Awesome! Now it uses the native buttons ❤️.

image

image

image

Also I have a question, is if it possible to detect the native position of the (min, max, close) buttons since linux can be tweaked to move them right or left of the window?

TomiOhl commented 4 weeks ago

Small theme issue: notice the absence of the lines above/next to the controls with high contrast theme image

bpasero commented 3 weeks ago

Small theme issue: notice the absence of the lines above/next to the controls with high contrast theme image

Thanks, pushing a fix. Unfortunately with window control overlays we cannot support a custom window border anymore. We already disable that support on Windows and now will have to do on Linux as well.

uRohan commented 3 weeks ago

Minor issue one:

The position of the buttons changes vertically depending on the state of the window (whether it is maximized or not). You can notice this if you quickly switch between two screenshots.

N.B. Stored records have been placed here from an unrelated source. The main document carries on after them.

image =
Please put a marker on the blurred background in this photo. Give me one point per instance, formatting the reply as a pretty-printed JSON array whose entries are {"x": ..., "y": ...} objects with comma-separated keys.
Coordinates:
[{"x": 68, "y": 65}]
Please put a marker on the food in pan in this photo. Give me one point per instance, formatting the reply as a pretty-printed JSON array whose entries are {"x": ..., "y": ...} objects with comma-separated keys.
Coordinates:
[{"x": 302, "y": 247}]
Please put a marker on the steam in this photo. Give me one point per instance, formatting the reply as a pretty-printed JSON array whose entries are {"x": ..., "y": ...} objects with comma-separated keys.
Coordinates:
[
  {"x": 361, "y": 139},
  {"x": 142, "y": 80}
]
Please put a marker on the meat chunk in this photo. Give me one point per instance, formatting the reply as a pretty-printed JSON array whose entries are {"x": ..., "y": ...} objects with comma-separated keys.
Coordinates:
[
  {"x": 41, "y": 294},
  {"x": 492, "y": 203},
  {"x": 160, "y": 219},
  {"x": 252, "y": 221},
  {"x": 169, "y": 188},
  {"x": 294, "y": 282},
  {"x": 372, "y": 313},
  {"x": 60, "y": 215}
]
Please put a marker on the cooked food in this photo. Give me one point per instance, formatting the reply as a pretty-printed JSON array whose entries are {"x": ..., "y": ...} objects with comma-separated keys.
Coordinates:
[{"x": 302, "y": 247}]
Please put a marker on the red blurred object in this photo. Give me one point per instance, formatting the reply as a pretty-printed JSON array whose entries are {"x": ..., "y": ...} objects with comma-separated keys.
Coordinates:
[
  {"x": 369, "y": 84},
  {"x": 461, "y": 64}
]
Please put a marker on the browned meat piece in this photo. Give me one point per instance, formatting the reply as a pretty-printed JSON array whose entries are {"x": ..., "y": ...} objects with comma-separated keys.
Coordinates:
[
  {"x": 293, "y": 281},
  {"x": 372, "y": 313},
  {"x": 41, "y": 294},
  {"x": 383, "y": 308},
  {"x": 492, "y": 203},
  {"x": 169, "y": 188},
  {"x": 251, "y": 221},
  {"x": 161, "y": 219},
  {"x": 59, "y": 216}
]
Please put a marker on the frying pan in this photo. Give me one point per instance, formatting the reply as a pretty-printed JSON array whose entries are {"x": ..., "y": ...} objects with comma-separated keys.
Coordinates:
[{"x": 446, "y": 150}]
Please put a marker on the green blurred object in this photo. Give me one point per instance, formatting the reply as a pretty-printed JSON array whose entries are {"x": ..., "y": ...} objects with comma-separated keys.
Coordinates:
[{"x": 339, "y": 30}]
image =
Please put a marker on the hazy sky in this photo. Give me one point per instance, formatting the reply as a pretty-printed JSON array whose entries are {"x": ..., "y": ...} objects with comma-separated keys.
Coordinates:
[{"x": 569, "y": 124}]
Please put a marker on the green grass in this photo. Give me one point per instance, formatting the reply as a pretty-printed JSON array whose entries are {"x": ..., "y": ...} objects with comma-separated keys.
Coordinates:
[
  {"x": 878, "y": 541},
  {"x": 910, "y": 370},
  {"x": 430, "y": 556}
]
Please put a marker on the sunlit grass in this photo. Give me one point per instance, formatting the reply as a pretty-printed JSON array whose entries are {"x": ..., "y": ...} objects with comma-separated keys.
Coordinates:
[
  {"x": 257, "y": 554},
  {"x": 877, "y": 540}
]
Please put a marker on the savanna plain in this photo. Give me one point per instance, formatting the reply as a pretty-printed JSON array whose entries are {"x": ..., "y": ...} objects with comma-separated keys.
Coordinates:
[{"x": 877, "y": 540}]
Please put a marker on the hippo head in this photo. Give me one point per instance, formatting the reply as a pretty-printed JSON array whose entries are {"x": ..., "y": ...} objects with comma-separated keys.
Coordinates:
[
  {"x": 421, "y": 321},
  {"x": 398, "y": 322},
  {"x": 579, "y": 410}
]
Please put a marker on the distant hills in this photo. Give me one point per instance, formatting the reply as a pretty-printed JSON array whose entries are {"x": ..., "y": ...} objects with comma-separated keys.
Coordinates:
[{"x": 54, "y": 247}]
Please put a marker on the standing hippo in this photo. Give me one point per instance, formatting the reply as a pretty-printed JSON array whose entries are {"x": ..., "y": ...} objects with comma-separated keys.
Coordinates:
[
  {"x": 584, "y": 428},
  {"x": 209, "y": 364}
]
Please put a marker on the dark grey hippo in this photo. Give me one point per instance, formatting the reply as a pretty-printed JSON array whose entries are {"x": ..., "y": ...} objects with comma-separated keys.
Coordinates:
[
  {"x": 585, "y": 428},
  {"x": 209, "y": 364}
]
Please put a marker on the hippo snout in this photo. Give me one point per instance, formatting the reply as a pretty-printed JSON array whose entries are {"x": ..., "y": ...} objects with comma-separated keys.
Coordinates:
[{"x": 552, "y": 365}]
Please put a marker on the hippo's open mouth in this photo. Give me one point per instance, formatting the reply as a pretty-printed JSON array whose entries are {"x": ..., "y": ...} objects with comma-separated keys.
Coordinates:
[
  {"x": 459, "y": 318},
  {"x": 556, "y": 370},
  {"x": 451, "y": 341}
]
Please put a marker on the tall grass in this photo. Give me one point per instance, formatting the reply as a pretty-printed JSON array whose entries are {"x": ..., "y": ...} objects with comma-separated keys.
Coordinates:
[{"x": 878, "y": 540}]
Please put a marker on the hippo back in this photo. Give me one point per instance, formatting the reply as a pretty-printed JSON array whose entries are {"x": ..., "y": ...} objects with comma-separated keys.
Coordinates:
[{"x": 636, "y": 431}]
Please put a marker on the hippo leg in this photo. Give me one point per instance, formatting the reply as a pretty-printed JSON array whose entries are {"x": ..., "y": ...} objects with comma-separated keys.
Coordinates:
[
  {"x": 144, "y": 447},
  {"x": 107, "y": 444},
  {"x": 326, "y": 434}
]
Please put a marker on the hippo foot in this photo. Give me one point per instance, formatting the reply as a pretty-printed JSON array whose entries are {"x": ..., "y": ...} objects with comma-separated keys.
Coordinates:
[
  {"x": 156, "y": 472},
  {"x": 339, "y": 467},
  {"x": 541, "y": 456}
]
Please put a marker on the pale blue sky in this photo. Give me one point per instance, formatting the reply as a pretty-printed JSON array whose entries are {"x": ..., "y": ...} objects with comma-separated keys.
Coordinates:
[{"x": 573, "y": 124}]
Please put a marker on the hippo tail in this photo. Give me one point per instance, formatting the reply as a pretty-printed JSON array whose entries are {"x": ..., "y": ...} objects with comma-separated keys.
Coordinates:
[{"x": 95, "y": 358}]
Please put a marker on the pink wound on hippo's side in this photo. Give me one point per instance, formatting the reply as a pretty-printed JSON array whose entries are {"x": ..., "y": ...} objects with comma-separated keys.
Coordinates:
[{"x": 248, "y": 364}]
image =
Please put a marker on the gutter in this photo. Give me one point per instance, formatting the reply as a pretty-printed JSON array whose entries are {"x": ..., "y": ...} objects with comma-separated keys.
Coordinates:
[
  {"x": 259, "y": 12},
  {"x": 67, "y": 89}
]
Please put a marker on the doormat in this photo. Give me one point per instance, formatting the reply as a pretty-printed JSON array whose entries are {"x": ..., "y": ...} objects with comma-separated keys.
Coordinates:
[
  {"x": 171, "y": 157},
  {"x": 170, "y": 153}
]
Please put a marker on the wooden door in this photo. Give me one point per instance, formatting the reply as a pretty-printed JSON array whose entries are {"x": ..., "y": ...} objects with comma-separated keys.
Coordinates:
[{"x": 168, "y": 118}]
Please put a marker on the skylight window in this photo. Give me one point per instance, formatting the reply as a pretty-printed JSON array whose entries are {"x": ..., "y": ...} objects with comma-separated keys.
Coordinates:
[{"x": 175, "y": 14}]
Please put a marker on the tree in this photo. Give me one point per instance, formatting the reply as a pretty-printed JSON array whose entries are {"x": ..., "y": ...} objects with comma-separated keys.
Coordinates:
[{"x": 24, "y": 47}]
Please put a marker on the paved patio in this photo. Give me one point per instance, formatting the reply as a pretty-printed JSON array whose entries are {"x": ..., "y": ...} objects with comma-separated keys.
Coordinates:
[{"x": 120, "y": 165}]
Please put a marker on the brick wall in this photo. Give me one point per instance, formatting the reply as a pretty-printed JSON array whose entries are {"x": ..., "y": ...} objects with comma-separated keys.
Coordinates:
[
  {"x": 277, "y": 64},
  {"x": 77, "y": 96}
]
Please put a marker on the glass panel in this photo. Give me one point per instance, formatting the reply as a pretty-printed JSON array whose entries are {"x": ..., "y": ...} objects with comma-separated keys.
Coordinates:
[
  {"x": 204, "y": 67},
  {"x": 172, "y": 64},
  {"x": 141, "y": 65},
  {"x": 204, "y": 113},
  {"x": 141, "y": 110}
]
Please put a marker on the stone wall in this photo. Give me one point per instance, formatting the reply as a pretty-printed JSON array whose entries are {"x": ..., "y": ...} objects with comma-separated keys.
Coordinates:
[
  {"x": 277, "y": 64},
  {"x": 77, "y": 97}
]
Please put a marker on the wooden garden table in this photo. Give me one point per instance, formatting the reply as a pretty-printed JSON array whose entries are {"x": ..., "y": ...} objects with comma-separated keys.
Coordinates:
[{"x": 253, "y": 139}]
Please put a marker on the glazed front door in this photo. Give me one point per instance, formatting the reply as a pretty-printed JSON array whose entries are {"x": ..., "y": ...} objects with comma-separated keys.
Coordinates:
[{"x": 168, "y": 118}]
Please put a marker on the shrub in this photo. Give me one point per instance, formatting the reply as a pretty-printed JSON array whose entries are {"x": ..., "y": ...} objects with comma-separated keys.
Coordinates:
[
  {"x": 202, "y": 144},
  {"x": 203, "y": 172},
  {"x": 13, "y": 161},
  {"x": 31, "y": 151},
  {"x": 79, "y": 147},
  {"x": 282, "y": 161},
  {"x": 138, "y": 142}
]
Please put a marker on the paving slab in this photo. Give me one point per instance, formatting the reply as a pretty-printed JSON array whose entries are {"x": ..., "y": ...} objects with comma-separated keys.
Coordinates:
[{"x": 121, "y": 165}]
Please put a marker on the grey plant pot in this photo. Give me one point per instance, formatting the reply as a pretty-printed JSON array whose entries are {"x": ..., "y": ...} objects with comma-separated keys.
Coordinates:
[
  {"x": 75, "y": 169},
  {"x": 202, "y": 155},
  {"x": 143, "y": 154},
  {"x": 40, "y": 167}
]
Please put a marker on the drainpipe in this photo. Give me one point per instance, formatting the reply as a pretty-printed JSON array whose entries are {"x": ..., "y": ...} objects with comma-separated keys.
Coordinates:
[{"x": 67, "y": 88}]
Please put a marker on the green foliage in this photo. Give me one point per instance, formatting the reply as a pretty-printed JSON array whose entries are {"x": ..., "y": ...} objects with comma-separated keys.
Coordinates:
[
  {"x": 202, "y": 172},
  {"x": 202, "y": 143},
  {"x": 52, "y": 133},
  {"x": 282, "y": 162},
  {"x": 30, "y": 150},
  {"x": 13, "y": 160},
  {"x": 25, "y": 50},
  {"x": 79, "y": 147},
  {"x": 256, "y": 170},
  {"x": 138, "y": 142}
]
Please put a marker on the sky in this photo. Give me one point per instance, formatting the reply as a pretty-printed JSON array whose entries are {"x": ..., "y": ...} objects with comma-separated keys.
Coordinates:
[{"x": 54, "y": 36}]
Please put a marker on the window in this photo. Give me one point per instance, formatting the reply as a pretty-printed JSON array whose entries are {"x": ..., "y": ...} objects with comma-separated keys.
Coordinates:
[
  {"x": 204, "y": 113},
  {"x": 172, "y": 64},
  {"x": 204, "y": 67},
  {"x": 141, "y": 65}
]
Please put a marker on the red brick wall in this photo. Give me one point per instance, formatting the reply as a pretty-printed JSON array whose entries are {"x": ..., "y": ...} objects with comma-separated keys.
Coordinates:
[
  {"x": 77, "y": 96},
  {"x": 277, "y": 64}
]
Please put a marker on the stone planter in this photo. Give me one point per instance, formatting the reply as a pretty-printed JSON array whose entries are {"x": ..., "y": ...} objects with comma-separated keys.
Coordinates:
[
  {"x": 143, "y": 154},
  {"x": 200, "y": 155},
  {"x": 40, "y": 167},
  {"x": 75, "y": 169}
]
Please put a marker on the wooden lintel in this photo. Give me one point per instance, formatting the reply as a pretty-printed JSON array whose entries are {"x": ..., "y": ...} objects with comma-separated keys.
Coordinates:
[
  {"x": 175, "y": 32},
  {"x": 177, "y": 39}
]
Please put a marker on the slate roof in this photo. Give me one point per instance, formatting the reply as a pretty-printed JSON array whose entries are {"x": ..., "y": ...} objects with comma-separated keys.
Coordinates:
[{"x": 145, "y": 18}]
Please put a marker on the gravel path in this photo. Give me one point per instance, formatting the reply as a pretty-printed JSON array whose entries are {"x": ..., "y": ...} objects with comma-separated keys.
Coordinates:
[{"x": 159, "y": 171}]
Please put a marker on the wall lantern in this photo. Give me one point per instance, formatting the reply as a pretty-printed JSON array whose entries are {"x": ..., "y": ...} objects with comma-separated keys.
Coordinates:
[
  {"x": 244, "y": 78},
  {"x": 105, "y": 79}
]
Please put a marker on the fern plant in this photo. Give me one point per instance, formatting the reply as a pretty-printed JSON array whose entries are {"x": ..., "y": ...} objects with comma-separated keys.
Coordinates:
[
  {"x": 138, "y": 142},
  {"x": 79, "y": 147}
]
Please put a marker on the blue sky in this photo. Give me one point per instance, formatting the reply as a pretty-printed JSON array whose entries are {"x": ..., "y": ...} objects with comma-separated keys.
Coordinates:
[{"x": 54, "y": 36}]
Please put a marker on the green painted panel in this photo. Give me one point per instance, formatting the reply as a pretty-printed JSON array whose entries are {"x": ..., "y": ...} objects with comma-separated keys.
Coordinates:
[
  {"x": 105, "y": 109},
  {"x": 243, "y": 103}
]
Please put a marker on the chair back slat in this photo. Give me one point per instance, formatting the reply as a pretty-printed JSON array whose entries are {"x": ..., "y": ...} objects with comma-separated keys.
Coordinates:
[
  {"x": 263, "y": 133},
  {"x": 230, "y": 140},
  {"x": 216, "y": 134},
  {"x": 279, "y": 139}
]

Here's what it looks like:

Normal window Maximized window
Normal window Maximized window

Minor issue two:

They also look somewhat different from the window control buttons of other applications under Ubuntu 22.04.4 LTS.

Additional screenshots for comparison:

Visual Studio Code:

Light mode Dark mode
Screenshot from 2024-08-20 23-59-57 Screenshot from 2024-08-21 00-00-16
Screenshot from 2024-08-21 00-00-03 Screenshot from 2024-08-21 00-00-24

Other applications:

Light mode Dark mode
Screenshot from 2024-08-21 00-01-14 Screenshot from 2024-08-21 00-32-06
Screenshot from 2024-08-21 00-01-20 Screenshot from 2024-08-21 00-32-10
Screenshot from 2024-08-21 00-00-48 Screenshot from 2024-08-21 00-02-06
Screenshot from 2024-08-21 00-00-53 Screenshot from 2024-08-21 00-02-09

Minor issue three:

It is impossible to grab and move the window in this area of the title bar.